I don’t know if it’s all in my mind
or just in my middle ear,
but vertigo’s been a part of my life
for as long as I can remember.
It’s not that I’m afraid of heights –
I can enjoy the view
out of a twentieth-floor window or from an airplane –
but whenever I’m unsure of my underpinnings,
whether I’m walking across
the outside lane of a windy bridge
or changing a light bulb three steps up a ladder,
an icy sensation shoots back and forth
between my ankles and my knees,
I become dizzy, disoriented, or both,
my sense of balance seems to desert me,
and I have to fight to prevent myself
from lurching into a disastrous fall.



          I Am A Thing

Although some may find
things that I do
to be competently useful
or mildly entertaining,
I find it hard to believe
that anybody gives a shit
about what goes on in my mind
when I’m alone –
which is most of the time –
or about my feelings
or my pain.
My experience has been
that other people
and even my dog –
behave toward me
as if I were a thing,
rather than a human being,
and I long ago came to accept their judgement.

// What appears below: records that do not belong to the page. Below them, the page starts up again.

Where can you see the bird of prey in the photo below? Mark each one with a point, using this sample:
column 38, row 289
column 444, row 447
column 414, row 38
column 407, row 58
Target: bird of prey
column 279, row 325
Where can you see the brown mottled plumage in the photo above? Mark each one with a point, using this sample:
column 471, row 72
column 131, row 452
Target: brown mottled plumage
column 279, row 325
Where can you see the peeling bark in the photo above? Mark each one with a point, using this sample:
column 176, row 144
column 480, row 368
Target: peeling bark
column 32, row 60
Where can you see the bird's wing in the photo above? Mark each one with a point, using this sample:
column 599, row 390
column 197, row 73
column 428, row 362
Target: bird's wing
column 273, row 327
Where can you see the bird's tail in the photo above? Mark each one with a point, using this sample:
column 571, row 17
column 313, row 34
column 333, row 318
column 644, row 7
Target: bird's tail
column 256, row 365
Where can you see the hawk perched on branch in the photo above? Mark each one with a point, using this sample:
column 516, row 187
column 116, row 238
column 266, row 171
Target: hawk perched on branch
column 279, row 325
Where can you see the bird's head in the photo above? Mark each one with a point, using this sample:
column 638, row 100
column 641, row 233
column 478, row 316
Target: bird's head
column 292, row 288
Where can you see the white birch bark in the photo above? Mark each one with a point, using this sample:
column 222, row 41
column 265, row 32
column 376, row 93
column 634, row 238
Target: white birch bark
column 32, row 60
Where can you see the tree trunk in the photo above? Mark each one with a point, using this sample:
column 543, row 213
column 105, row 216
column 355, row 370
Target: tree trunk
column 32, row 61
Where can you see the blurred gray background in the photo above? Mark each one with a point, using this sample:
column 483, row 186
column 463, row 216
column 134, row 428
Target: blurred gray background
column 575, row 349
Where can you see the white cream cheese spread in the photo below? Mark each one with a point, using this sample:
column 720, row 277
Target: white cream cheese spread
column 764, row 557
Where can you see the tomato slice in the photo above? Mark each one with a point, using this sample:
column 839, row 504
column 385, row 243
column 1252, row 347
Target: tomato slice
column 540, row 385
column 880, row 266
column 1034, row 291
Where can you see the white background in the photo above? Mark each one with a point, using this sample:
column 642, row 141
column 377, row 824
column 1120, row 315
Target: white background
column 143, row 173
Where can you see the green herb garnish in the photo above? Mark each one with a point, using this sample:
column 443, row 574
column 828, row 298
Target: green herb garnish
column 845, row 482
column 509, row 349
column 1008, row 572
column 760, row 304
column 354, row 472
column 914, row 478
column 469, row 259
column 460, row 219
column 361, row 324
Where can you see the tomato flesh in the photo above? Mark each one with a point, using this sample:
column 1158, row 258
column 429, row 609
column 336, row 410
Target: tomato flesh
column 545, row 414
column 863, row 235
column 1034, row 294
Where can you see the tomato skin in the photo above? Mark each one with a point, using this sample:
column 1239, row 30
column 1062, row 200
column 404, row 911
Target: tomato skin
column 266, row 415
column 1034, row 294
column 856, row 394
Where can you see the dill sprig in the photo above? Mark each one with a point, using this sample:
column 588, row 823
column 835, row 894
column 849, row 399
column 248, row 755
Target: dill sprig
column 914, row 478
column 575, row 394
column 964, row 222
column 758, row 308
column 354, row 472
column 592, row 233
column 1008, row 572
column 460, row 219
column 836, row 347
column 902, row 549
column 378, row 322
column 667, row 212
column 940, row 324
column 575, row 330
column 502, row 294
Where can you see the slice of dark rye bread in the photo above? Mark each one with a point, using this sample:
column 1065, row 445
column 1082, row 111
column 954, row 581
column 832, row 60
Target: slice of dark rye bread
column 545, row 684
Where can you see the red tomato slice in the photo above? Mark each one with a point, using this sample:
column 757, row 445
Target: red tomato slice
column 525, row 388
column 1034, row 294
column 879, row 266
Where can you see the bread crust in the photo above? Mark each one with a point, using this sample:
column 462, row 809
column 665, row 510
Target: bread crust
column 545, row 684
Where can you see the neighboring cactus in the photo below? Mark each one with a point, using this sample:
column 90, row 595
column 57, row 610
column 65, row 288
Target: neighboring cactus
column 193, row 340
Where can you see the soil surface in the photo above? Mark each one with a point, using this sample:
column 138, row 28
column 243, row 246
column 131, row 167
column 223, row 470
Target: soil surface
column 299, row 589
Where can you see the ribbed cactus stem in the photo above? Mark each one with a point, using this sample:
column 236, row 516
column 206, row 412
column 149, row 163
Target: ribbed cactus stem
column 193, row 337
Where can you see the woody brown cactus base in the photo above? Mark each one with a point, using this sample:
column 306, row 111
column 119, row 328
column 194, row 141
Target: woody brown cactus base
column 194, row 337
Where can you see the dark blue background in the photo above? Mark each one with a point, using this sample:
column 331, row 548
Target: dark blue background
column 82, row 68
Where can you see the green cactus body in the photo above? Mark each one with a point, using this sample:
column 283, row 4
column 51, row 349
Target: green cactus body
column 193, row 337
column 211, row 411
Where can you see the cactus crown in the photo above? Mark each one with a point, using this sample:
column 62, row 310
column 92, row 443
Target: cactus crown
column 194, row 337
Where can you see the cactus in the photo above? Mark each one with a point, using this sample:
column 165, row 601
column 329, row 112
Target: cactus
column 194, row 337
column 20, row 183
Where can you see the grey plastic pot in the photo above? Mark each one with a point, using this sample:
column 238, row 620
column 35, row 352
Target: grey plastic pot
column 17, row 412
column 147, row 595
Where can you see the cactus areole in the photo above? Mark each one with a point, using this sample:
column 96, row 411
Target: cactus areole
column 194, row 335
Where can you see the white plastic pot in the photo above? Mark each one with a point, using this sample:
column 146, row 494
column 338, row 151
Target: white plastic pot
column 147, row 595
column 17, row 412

                   Motivations Obscure To Me

I’ve observed these people –
on TV and when I’m out and about –
who have full beards and shaved heads,
and it’s beyond my capacity for empathy
to understand in any meaningful way
why they do.
It’s the same with elaborately trimmed-and-shaped beards
that require high maintenance,
and trendy hairstyles
that require frequent barbering
and expensive product.
Words come to mind –
fashion, machismo, vanity, narcissism,
obsessive affectation –
and I know what all those words mean,
but I’m incapable of knowing
what those things feel like.

Although I did experiment once,
extremely briefly,
with a goatee when in my early twenties,
I stopped shaving,
or allowing barbers to shave,
any part of me when I was nineteen
because I didn’t like to do it,
didn’t like the way it felt,
either during or after the process,
and could find no compelling, rational reason
for doing it at all,
and that’s it.



               A Brief Assessment
I’m just a psychosocially deficient old man
who occasionally churns out amusing words.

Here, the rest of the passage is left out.